When Not Forgiving Is OK
But some people cannot forgive, and that’s OK too, according to Jeanne Safer, PhD, a psychotherapist and the author of Forgiving and Not Forgiving. For some of her patients, recognizing that they don’t have to forgive is a huge relief.
“Many don’t have to forgive in order to resolve their feelings,” Safer says. “They say, ‘I can never feel OK about these terrible things, but I’m not going to be vengeful.’”
To help them achieve this resolution, Safer offers a three-step process. The first step involves re-engagement -- a decision to think through what happened. The second step, recognition, means looking at every feeling you may have about the injury. “You ask yourself, ‘why do I want revenge?’” Safer said. “Revenge is based on powerlessness and it’s doomed to failure.”
The final step involves reinterpretation of the injury, including an attempt to understand the person who caused it. “This is where forgivers and nonforgivers divide,” Safer said. “Sometimes you’re not able to reconnect with the person, but if you go through this process, at least you won’t be a victim.”

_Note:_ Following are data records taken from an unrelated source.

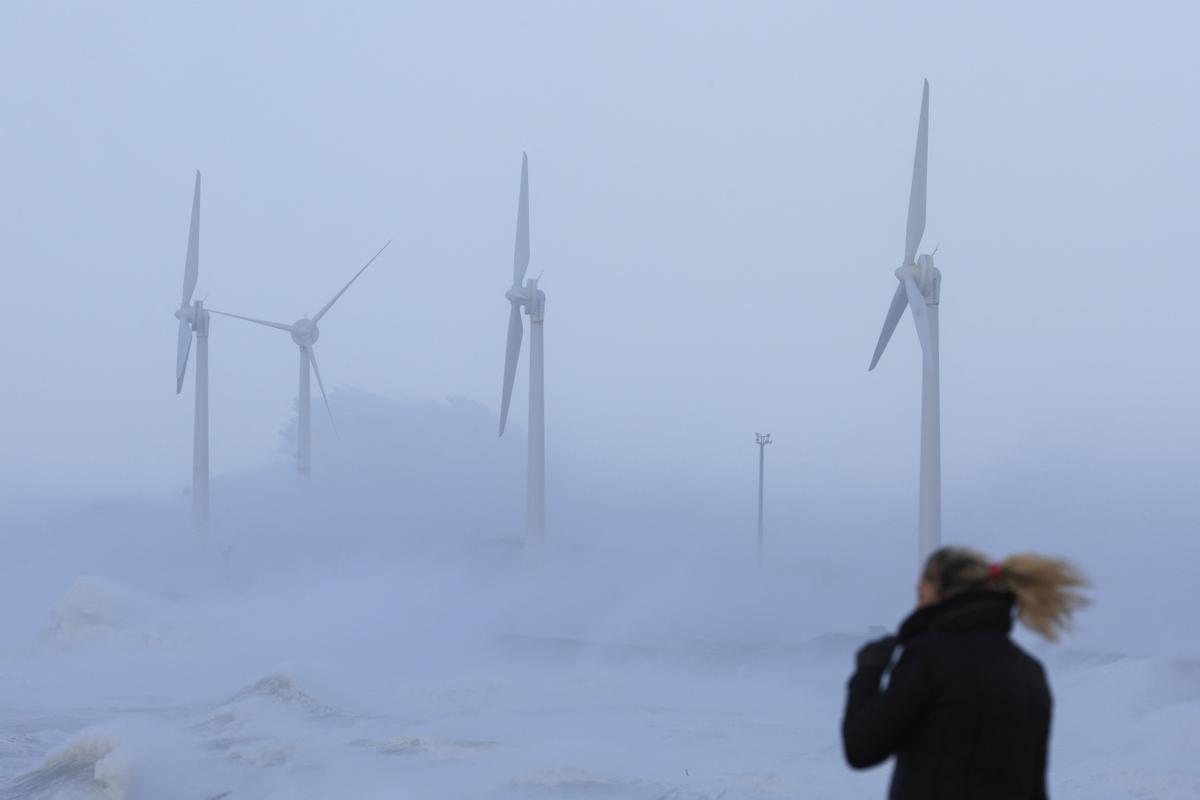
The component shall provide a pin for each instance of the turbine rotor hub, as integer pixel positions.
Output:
(305, 332)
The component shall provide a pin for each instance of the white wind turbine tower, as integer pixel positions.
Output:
(531, 300)
(921, 287)
(305, 334)
(193, 320)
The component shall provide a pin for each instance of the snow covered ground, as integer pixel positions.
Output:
(300, 650)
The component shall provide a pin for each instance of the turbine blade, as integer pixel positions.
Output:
(510, 362)
(192, 263)
(321, 384)
(251, 319)
(919, 311)
(185, 347)
(917, 196)
(521, 250)
(330, 304)
(899, 300)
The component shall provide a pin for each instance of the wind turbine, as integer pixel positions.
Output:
(305, 334)
(921, 288)
(193, 320)
(527, 298)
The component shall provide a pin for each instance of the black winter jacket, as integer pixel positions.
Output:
(966, 711)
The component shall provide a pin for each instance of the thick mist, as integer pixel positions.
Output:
(718, 204)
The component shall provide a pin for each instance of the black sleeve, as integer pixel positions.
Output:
(1039, 777)
(876, 721)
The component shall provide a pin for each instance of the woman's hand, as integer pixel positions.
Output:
(875, 656)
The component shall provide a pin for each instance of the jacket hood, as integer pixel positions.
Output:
(970, 612)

Forgiveness research proliferated after the publication in 1984 of Forgive and Forget: Healing the Hurts We Don’t Deserve, by Lewis B. Smedes, who claimed that forgiveness produced benefits for the forgiver.
Safer, however, is wary of those who picked up on this idea and started to promote what she calls “promiscuous forgiveness.”
"What’s important is working it through and achieving resolution, whether it leads to forgiveness or not. Forgiveness involves wishing the other well. You’re already there if you don’t wish them ill,” Safer says.